Alan Wilson

Personal information
- Full name: Alan Robert Wilson
- Born: 19 November 1936 (age 89) Littleport, Cambridgeshire, England
- Batting: Right-handed
- Bowling: Right-arm medium

Domestic team information
- 1960–1971: Cambridgeshire

Career statistics
| Competition | List A |
| Matches | 4 |
| Runs scored | 1 |
| Batting average | 1.00 |
| 100s/50s | 0/0 |
| Top score | 1* |
| Balls bowled | 144 |
| Wickets | 3 |
| Bowling average | 24.00 |
| 5 wickets in innings | 0 |
| 10 wickets in match | 0 |
| Best bowling | 3/14 |
| Catches/stumpings | 0/– |
- Source: Cricinfo, 23 July 2010

= Alan Wilson (cricketer, born 1936) =

English cricketer

Alan Robert Wilson (born 19 November 1936) is a former English cricketer. Wilson was a right-handed batsman who bowled right-arm medium pace. He was born at Littleport, Cambridgeshire.

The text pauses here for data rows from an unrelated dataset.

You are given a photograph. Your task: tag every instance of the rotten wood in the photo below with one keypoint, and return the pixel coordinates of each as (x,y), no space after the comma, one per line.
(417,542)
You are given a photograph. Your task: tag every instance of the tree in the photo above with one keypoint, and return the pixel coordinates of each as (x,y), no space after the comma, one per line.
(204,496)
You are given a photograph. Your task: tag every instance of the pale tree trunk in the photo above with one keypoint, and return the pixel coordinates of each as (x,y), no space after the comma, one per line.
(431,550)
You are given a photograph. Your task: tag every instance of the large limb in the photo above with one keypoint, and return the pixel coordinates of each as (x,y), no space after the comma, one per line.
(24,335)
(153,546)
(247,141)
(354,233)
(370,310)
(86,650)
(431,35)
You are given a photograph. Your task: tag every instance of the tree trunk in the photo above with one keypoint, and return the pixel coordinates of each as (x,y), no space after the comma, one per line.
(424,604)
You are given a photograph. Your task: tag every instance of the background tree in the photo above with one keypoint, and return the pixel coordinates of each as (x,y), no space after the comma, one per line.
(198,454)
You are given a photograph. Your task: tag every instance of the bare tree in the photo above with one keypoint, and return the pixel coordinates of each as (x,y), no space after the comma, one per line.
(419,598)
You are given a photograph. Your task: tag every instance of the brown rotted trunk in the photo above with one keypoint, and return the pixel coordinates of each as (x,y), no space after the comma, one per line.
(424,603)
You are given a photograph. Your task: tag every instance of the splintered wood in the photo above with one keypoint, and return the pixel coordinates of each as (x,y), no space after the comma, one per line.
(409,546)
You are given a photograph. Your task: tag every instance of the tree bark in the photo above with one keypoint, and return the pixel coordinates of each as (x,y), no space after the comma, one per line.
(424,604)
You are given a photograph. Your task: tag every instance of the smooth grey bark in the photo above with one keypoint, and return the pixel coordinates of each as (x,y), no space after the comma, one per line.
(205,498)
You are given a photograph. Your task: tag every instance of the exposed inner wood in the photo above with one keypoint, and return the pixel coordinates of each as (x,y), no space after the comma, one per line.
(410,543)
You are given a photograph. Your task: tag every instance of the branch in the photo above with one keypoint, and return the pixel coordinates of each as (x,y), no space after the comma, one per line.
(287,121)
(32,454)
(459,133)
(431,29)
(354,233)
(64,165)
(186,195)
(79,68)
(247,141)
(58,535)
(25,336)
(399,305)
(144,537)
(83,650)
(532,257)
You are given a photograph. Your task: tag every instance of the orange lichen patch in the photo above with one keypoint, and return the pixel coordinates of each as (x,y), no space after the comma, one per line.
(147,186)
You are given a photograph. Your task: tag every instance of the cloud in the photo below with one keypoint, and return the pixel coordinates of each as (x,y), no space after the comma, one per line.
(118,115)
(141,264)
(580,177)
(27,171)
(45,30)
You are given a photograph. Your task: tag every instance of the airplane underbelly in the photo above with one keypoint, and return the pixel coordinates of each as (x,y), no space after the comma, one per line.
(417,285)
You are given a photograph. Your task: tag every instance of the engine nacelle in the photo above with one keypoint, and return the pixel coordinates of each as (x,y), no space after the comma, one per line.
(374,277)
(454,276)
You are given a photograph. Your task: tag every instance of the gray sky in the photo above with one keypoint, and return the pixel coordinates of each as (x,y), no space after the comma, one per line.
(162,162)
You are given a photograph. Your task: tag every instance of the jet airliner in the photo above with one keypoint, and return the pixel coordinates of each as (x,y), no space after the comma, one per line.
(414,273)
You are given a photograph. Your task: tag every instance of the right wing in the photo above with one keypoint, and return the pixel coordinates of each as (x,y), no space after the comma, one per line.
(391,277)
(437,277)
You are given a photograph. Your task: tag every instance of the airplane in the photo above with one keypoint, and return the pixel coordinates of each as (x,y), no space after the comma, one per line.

Wilson made his debut for Cambridgeshire in the 1960 Minor Counties Championship against Norfolk. From 1960 to 1971, he represented the county in 32 Minor Counties matches, with his final appearance coming against Shropshire in 1971.

Wilson also represented Cambridgeshire in List A cricket, making his debut for the county in that format against Essex in the 1964 Gillette Cup. From 1964 to 1967, he represented the county in 4 List A matches, with his final List A match coming against Yorkshire in the 1967 Gillette Cup. In his 4 List A matches, he took 3 wickets at a bowling average of 24.00, with best figures of 3/14.